It’s been a little while since I’ve put pen to paper (or fingers on keys) and written a piece on behalf of the MPGA. I’ve enjoyed a busy year, gardening, studying for my Masters in Garden History and visiting many gardens both home and abroad. Still, having now broken the back of my studies, I have some spare time to re-engage with the many gardens and public spaces with which the MPGA have been involved over the years.
I can’t quite believe I hadn’t previously visited, or even accidentally stumbled across, Bonnington Square before now, but having been nudged in that direction by MPGA’s Shirley Brihi, I’m sure glad I did make the effort to go there one cold October afternoon.
Having left the confusion of Vauxhall Station behind me, navigated myself across the busy South Lambeth Road, suddenly I found myself wandering curiously down Langley Lane. I say curiously, because as I did so, my horticultural senses were telling that I was entering a kind of magical oasis: it started to become a whole lot greener, with containers of every description (bins, troughs, oil cans) filled with plants, some rammed tightly, others spilling both flowers and foliage out over the sides.
The streets around Bonnington Square are a horticultural haven. Fences and houses are clothed in climbers; street trees are under-planted with leafy and lush architectural plants: Acanthus mollusc, Euphorbias and Phormiums, to name just a few! It would appear that every effort is made to ensure that the many aesthetic pleasures that come with plants – texture, colour, structure etc – are in evidence, tactile and shoe-horned into every vacant space. With planting so diverse and exciting as this, you can tell instantly that some very clever, plant-loving people, have had a hand in the design of the area and the garden which lies at the heart of the square.
Of course, many gifted gardeners have, over the years, helped to shape and influence the plantings at Bonnington, with one notable past resident being Dan Pearson (garden designer and writer) who lived on the square for six years and who, as part of the design committee, helped shape the garden. Writing in his book Home Ground (2011) Pearson writes of Bonnington Square as a place where ‘everyone pulled together to live in the city in a different way… we put our heart and soul into it.’
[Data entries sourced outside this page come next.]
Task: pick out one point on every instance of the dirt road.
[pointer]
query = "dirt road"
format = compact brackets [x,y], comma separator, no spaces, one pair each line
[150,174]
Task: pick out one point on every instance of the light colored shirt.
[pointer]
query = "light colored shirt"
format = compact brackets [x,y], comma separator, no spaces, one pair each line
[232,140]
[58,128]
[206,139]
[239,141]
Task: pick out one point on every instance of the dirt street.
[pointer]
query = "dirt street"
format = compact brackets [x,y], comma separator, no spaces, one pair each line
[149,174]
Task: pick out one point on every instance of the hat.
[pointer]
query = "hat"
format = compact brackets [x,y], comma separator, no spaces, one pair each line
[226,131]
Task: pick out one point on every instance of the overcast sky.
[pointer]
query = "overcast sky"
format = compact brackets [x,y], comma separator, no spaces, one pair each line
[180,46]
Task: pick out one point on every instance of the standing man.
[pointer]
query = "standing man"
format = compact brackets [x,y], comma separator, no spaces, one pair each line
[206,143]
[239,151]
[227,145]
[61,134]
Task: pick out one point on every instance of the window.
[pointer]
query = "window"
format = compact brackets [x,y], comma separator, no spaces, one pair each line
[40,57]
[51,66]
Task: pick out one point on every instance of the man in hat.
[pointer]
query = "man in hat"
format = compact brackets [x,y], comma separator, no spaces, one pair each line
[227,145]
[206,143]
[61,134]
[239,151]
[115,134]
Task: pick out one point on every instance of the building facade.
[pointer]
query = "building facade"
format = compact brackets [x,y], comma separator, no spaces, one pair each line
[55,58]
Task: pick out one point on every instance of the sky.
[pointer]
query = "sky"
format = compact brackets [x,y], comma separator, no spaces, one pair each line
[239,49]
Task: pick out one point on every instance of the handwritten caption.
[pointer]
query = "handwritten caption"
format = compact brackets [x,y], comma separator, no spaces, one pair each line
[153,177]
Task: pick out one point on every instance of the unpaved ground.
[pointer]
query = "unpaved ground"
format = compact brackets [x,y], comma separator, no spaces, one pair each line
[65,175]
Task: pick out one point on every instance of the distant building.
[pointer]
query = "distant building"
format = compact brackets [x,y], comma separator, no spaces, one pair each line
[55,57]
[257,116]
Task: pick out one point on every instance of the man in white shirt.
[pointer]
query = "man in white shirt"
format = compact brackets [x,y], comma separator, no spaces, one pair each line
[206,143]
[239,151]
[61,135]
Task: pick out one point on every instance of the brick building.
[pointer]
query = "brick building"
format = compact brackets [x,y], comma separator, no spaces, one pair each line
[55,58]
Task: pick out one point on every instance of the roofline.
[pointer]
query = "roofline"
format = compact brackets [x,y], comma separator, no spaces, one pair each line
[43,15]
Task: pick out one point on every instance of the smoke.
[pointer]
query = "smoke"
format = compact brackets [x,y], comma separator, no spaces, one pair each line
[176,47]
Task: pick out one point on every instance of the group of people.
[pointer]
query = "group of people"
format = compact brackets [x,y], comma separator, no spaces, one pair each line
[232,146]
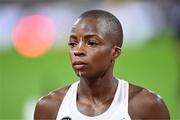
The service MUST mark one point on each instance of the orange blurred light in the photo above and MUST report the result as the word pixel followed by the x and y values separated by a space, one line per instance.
pixel 34 35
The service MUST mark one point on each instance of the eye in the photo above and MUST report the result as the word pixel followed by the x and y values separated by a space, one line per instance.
pixel 92 43
pixel 71 44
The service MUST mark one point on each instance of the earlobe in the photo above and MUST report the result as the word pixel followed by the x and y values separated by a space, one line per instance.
pixel 116 52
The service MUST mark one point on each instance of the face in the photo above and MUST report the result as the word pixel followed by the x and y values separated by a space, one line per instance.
pixel 90 49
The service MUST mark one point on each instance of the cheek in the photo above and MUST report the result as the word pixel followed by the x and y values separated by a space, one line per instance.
pixel 101 58
pixel 70 56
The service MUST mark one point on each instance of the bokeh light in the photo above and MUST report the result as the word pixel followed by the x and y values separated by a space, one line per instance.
pixel 34 35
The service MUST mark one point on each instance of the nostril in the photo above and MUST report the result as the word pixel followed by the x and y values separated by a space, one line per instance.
pixel 78 53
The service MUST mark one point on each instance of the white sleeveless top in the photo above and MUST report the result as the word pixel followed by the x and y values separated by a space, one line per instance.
pixel 118 109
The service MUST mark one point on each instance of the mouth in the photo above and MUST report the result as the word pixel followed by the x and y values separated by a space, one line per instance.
pixel 78 65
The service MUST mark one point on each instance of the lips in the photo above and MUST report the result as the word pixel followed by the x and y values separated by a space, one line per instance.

Another driving force behind the garden was the Australian film-maker, Evan English, who according to James Booth (current chairman of Bonnington’s garden association) provided the ‘main impetus to build the garden’ in the first place and who also ‘organised the long lease from Lambeth council.’
As a result of WW2 bomb damage, the garden was created in an area just 100 metres from Vauxhall’s famous pleasure gardens of the 1800’s, a leading venue for public gatherings, attracting and entertaining enormous crowds of eclectic Londoners for over 200 years. A handy synopsis of Bonnington is posted at the garden’s entrance, informing the visitor that the garden was created partly in homage to those original pleasure gardens. However, I imagine the gardens at Bonnington offer today’s visitor more serenity and relaxation than the excesses and entertainment presented back in the days when tightrope walkers, hot air balloons, military parades and fireworks thrilled the crowds.
To guestimate the size of the garden I would say it is roughly the same size as a tennis court: maybe slightly larger. You enter the garden through a small iron gate, welcomed in by a giant hand above you and a curiously winding crushed lime path. Once inside, it’s the plantings that have you enthralled and intrigued. The boldness and bravery of the borders’ eclecticism reveals plants so diverse you really do feel like you’ve entered into a little oasis of horticulture. Mass plantings of spikey-leaved Melianthus, sit alongside such foliage plants as the Smoke Bush (Cotinus coggygria), exotic-looking Fatsia shrubs and tall Trachycarpus.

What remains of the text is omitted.